Il est donc important de ne pas effectuer de séparation avant ou en même temps que le sevrage. Une corrélation a été établie entre la séparation précoce, soit avant l’âge de 6 semaines, et l’apparition des comportements suivants :

    • Souillures dans la maison (difficulté d’acquisition à la propreté);
    • Aboiements excessifs;
    • Réactivité sonore;
    • Possessivité autour des jouets;
    • Recherche constante d’attention;
    • Risque élevé pour des comportements destructeurs.

Overall (2013)

Période juvénile et pubertaire

À la suite de la période de socialisation, les périodes juvénile et pubertaire suivront et apporteront leur lot de changements autant sur le plan physique que sur le plan psychologique de l’animal. Avec le chavirement hormonal, certains comportements qui étaient jusqu’alors dissimulés apparaitront. Certaines de ces manifestations, selon leur intensité, confirmeront ou non la possibilité d’acquérir le statut de chien de zoothérapie. Il est conseillé, à ce moment, de maintenir le cadre d’apprentissage déjà établi et de demeurer patient jusqu’à la maturité de celui-ci.

Éducation

Dès l’adoption, il est recommandé de commencer les apprentissages. Il peut s’agir des commandes de base inévitables favorisant la cohabitation humain-chien, telles que : assis, couche, viens, reste, attends, place, regarde, stop, etc. Le plus important est la méthode qui sera employée pour enseigner ces commandes à l’animal. Pour construire une relation de confiance mutuelle où la nature de l’animal est favorisée, il devient indispensable de renforcer abondamment les comportements souhaités. Les séances d’apprentissage doivent être réalisées dans une atmosphère agréable où chacun y trouve son compte. Cela implique de courtes séances où la relation est renforcée dans une dynamique de gagnant-gagnant. Sachant que le chien vit aux côtés de l’homme depuis des milliers d’années et qu’il a appris à décoder sa communication non verbale, retenons que la tension et la rigidité chez l’humain conduisent à l’évitement ou à la confusion chez le chien alors que l’authenticité et le sourire sont des atouts clairs et invitants.
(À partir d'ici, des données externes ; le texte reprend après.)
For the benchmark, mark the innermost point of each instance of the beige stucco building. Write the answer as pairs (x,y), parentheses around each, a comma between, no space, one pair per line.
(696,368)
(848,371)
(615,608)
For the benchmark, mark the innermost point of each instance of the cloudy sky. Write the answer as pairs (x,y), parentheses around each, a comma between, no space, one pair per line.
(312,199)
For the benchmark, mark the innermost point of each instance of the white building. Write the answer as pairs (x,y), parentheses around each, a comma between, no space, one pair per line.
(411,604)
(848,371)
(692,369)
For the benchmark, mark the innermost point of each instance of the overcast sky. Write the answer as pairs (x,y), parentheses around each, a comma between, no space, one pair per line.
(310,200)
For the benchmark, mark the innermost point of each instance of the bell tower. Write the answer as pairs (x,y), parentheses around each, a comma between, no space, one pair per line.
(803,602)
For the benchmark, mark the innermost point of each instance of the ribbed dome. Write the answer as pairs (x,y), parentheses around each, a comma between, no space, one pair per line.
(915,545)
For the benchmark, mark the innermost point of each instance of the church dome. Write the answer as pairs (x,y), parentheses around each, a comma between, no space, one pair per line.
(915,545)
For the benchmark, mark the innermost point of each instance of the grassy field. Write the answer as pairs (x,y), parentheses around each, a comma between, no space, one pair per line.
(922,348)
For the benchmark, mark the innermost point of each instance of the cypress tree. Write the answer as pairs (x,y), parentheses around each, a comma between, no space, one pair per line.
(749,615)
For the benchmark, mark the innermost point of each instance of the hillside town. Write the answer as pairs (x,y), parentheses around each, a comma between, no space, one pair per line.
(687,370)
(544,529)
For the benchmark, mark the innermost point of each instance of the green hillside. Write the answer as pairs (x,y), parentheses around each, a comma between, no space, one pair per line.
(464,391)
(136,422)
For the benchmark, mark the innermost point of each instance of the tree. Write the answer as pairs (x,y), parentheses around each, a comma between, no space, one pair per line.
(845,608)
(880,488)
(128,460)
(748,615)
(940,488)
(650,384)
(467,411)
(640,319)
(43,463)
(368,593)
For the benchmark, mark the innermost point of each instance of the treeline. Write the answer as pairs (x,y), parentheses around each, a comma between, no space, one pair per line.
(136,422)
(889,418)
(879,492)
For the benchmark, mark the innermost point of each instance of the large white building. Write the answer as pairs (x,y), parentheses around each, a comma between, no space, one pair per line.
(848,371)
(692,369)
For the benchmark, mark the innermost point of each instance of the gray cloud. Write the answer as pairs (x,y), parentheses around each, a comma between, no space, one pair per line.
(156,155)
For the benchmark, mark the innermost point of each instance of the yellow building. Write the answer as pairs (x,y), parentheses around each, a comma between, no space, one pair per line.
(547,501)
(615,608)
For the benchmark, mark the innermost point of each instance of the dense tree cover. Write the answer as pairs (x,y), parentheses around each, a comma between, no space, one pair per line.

Demeurer réaliste quant aux capacités de l’animal  

Lorsque nous investissons du temps et de l’argent, il arrive que nos attentes soient plus grandes face aux capacités de l’autre, en l’occurrence ici, de notre partenaire à quatre pattes. Parfois, il devient nécessaire d’accepter cette réalité, à savoir que notre animal n’est pas le bon candidat pour travailler comme partenaire d’intervention. Aller à l’encontre de sa nature entraverait son bien-être physique et psychologique. Une réalité dont nous devons prendre conscience avant même d’adopter un chiot. Qu’adviendra-t-il si ce chiot ne devient jamais ce partenaire de zoothérapie tant escompté? Inutile de vous dire que mon idée là-dessus est bien claire! Cet animal doit d’abord être un chien de famille pour lequel nous nous engageons toute sa vie durant comme nous le ferions pour notre enfant. N’est-il pas notre devoir, en tant qu’aidant, de soutenir et de respecter l’autre dans ses différences?

Cette chronique a fait l’objet d’une première publication dans la Revue Pattes Libres, Vol. 4, No. 3, Automne 2016.